En 2020, Epic Games avait permis aux joueurs ayant téléchargé le jeu Fortnite sur la boutique d’Apple d’acheter des objets directement en dehors de l’App Store. Considérant que cette pratique violait les conditions de l’App Store, Apple avait banni le jeu Fortnite de son magasin d’application. Plusieurs plaintes avaient alors été déposées, tant par Apple que par Epic Games.
En 2023, la plainte d’Epic Games, dénonçant un abus de position dominante d’Apple, a été rejetée, d’abord par le Tribunal puis par la Cour d’appel (9th Circuit Court). Epic Games a en outre été condamnée à verser à Apple une somme de 3,5M d’euros, correspondant à 30% des sommes perçues hors de l’App Store, au titre de la violation des conditions de l’App Store. En revanche, il a été jugé qu’Apple avait violé les lois californiennes en interdisant aux développeurs d’intégrer des liens redirigeant les utilisateurs vers d’autres systèmes de paiement (i.e. hors App Store). En conséquence, Apple a reçu l’injonction de permettre aux développeurs de fournir des liens et des boutons permettant aux consommateurs d’utiliser d’autres moyens de paiement que l’App Store, pour acquérir du contenu digital utilisé dans leurs applications.
Le 16 janvier 2024, la Cour suprême des Etats Unis a annoncé qu’elle n’examinerait pas la demande de révision de ce différend, laissant entières les décisions rendues par ces juridictions.
Il est intéressant de noter que des questions similaires ont été soulevées dans d’autres pays, notamment en Europe.
Le 30 avril 2021, la Commission Européenne a notifié des griefs Apple concernant les règles de l’App Store applicables aux fournisseurs de musique en continu (i.e. la musique streaming). La Commission considère que l’entreprise a faussé la concurrence sur le marché de la diffusion de la musique en streaming en abusant de sa position dominante en ce qui concerne la distribution d’applications de diffusion de musique en streaming via l’App Store.
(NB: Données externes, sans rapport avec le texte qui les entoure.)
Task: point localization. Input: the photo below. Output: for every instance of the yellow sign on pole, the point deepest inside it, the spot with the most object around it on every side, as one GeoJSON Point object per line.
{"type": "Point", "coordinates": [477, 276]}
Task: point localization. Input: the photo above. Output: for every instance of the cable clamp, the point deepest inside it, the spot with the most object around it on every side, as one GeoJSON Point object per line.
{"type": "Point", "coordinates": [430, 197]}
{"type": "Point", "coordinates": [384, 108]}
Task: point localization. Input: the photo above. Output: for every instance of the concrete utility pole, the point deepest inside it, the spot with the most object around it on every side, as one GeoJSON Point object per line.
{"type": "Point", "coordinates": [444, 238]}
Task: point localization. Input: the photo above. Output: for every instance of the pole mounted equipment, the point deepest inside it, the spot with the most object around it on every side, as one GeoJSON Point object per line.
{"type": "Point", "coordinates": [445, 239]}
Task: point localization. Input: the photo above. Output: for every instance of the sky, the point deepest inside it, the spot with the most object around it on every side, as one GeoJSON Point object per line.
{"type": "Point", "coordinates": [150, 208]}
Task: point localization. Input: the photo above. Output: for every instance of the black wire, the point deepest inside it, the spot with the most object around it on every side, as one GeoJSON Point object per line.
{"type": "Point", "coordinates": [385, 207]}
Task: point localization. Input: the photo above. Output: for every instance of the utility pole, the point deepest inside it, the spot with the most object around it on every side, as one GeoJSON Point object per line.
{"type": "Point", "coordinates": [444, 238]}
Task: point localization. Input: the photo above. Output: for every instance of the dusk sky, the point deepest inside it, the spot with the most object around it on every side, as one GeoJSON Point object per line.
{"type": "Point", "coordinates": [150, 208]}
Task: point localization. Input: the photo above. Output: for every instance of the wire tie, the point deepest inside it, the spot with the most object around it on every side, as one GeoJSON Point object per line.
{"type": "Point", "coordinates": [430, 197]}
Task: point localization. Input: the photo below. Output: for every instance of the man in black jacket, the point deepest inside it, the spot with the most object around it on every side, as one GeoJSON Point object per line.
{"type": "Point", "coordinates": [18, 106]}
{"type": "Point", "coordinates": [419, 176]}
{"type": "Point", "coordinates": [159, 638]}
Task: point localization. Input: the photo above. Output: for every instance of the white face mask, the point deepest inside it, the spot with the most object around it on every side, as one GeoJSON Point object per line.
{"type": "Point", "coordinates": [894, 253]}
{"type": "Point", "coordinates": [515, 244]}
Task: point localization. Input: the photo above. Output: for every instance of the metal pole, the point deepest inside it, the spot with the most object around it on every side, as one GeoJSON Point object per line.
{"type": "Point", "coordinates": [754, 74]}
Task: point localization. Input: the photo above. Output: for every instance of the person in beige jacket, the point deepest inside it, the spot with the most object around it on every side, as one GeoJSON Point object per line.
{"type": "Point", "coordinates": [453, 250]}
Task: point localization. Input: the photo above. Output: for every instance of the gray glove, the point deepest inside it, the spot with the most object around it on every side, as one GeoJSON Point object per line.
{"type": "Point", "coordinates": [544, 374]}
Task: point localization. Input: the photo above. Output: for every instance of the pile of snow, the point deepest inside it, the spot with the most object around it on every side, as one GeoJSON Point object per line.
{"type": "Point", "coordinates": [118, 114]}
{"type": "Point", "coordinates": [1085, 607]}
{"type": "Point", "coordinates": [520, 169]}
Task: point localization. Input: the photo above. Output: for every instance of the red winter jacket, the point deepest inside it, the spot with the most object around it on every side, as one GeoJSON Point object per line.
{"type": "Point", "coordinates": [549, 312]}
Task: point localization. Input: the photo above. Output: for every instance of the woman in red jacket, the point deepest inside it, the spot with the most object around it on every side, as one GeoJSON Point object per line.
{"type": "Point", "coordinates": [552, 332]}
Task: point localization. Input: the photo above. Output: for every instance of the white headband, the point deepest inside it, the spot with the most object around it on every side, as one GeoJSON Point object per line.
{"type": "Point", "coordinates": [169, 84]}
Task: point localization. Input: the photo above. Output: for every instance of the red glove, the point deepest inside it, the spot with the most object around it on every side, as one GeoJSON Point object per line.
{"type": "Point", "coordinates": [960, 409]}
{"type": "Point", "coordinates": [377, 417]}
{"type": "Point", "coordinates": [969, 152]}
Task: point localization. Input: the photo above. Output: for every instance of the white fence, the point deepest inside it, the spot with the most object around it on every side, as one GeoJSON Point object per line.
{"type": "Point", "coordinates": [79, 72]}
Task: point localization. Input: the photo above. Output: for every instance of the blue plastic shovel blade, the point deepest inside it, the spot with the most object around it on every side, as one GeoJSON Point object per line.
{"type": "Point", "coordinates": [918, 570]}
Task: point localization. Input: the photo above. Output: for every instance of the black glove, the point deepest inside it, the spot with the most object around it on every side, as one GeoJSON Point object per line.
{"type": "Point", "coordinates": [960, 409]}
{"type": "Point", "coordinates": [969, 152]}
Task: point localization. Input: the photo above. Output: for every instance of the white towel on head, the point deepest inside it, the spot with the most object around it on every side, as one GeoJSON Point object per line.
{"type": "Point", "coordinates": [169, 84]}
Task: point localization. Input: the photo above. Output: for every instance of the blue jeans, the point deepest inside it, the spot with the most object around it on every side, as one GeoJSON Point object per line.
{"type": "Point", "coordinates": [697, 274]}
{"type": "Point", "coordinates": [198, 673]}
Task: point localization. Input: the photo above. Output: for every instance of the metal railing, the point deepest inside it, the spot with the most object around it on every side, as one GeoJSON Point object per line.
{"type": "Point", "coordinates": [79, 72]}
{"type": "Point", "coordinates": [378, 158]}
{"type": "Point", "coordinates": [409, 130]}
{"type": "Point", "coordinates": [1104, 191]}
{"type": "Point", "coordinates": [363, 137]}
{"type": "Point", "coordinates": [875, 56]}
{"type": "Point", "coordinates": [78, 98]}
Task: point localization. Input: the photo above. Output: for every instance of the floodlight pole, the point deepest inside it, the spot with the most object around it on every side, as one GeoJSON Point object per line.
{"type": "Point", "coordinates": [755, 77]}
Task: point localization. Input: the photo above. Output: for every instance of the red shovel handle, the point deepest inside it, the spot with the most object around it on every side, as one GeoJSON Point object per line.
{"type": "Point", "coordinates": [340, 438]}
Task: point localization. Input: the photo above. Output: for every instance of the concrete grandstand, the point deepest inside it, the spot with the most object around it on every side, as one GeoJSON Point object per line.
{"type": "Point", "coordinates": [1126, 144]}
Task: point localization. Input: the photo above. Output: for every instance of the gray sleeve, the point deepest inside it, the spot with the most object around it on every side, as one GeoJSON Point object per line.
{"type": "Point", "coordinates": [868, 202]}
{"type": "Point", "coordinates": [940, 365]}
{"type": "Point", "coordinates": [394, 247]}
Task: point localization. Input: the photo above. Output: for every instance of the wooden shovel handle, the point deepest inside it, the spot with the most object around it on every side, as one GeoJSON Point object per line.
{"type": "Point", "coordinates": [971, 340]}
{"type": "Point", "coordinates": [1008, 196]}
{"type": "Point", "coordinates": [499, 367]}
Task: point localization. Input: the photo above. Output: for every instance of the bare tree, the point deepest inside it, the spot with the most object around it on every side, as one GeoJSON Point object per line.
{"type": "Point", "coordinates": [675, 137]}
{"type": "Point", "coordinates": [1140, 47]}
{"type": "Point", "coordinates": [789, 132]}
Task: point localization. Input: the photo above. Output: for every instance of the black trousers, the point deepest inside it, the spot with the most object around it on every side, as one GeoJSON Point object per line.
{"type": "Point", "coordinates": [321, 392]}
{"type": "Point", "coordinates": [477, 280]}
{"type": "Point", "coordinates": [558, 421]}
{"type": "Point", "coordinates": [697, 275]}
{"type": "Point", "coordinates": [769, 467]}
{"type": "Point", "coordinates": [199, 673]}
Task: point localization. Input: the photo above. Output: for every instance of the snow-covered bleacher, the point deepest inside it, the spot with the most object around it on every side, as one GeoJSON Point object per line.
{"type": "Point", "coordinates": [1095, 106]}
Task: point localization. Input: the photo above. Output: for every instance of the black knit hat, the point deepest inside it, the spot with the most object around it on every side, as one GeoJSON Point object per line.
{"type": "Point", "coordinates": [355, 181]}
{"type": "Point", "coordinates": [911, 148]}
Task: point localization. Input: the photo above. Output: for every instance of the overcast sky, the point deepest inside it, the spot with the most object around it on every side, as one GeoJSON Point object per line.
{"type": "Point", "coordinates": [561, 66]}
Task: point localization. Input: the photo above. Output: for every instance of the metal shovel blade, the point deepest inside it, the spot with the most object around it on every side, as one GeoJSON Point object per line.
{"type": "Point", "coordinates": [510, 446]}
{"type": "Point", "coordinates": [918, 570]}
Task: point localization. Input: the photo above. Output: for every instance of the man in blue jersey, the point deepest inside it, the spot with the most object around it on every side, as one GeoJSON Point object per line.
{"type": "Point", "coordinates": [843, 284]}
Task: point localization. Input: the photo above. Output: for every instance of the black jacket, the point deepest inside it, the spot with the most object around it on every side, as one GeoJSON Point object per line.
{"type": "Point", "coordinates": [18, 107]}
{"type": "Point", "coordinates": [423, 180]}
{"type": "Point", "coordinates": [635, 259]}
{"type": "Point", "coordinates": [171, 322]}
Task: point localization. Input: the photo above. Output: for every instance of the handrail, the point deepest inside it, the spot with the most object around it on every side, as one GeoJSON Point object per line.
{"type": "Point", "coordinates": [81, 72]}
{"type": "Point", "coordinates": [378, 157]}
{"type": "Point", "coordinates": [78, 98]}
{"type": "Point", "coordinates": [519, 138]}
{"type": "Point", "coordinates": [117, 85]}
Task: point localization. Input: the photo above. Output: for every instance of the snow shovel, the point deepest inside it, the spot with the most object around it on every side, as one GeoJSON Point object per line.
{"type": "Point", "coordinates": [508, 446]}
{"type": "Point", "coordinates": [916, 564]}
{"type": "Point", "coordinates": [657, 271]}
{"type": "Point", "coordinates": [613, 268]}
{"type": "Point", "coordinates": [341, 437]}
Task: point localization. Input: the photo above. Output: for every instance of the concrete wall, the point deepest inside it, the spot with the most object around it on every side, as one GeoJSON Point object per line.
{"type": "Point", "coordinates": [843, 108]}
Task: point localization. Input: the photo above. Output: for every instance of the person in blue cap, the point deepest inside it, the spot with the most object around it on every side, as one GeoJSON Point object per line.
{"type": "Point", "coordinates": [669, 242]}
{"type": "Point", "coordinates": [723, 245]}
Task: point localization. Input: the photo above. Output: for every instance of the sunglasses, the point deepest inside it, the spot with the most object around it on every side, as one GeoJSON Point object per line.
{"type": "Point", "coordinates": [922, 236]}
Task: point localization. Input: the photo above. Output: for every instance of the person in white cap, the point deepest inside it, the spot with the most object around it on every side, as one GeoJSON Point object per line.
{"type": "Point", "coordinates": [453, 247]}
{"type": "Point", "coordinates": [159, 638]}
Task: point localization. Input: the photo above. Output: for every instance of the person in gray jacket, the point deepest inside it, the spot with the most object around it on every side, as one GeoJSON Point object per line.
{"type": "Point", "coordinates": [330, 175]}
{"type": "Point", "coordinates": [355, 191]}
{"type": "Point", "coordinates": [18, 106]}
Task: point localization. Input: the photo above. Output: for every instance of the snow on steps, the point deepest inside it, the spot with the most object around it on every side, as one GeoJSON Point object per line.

La Commission relevait, d’une part (i) qu’Apple facturait aux développeurs une commission de 30% sur tous les abonnements souscrits par l’intermédiaire de son système obligatoire d’achat intégré propriétaire, laquelle était répercutéein fine sur les consommateurs, et, d’autre part, (ii) que plusieurs stipulations contractuelles limitaient la capacité des développeurs à informer les utilisateurs d’autres possibilités d’achat en dehors de l’App Store.
Selon la Commission :
« L'App Store d'Apple (…) est la seule boutique d'applications que les utilisateurs d'iPhones et iPads peuvent utiliser pour télécharger des applications pour leurs appareils mobiles. La Commission a constaté que les utilisateurs d'appareils Apple étaient très fidèles à la marque et ne la quittaient pas facilement. En conséquence, pour accéder aux utilisateurs d'iOS, les développeurs doivent distribuer leurs applications via l'App Store, et donc se plier aux règles obligatoires et non négociables d'Apple ».
Selon le site d’Associated Press, ces frais constitueraient une part significative des 85 milliards de dollars de revenus perçus par la division service d’Apple au cours de la dernière année fiscale.
Cette procédure est toujours en cours.
À l’avenir, cette problématique pourra être appréhendée par la Commission sur le fondement du règlement DMA (Digital Market Act), qui a pour objet de rééquilibrer les relations entre les Gatekeepers – dont Apple au titre de son App Store - et les entreprises utilisatrices en imposant une liste de 24 obligations et interdictions à laquelle ces derniers devront se soumettre dans les 6 mois de leur désignation sous peine de sanctions, soit au plus tard le 7 mars 2024. Le règlement consacre notamment le principe de liberté commerciale, obligeant le Gatekeeper à laisser ses entreprises utilisatrices promouvoir leurs offres et conclure des contrats en dehors des plateformes (articles 5.3 à 5.5).
Le 16 novembre 2023 Apple a déposé deux requêtes, dont l’une a pour objet de contester le statut de Gatekeeper qui lui a été attribué par la Commission, notamment en lien avec son service d’intermédiation en ligne App Store (T-1080/23).
Pour se conformer au DMA, Apple pourrait proposer une version spécifique de son App Store au sein de l’Union Européenne, qui permettrait aux utilisateurs et utilisatrices d’installer des applications venant de source tierces. En revanche, Apple devrait conserver une version inchangée de son App Store pour le reste du monde, preuve que les enjeux financiers sont importants pour la marque à la pomme.